A small skeletal shack used for drying alfalfa sits across the gully from where Mariya grew up, empty for nearly twenty years.
Mariya’s Mom, Panka, still lives in her childhood home along with two dogs and several cats. The oldest part of the house is around 100 years old, with additions and renovations expanding it throughout the twentieth century. Panka has a small garden with vegetables, flowers, and grapes. One day Mariya wants to move from Sofia back to the village and expand the garden, growing more fruit and vegetables like when she was a child.
Mariya and her parents on her birthday as a child during Communism. Mariya remembers how her mother would invent special treats for celebrations because the access to purchased goods was so limited. The cakes came from the village store and were the same every year. She preferred her mother’s cookies.
Panka had only a few different cookbooks during Communism and most dealt with foraging, canning, and self-sufficiency. It was more common that the knowledge of how to cook was passed orally from person to person, with only the implicit knowledge learned from time and experience. Neighbors would collaborate, trading recipes they thought were particularly tasty.

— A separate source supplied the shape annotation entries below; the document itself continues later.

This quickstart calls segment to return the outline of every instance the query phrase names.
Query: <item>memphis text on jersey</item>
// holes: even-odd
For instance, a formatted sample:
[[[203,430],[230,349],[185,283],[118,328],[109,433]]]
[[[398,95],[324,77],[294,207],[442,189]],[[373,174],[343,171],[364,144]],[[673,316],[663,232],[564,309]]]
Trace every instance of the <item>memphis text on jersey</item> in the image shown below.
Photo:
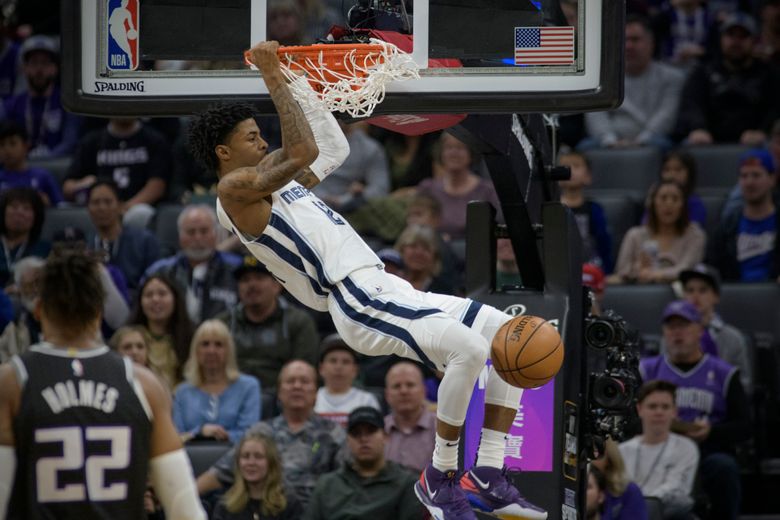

Communism brought the destruction of centuries old smallholder farming. Mechanized agriculture emphasized quantity over quality and many heritage vegetables disappeared. In 1989 the infrastructure to support large farm collectives evaporated, breaking up plots of land into tiny pieces split between the grand children of the original owners. In Popintsi, a collective greenhouse sits shattered and empty.
Velko has been growing grapes for decades in a small plot of land on the hillside above Popintsi. He has a wide range of grapes, ranging from imported Merlot to ancient Bulgarian varietals like Pamid.
Velko does not drink, but enjoys the tradition of making wine and rakia, a grappa like liquor. On Saint Tryphon’s Day, February 14, he pours a bottle of last year’s wine into the soil to bring luck to the harvest before pruning the vines.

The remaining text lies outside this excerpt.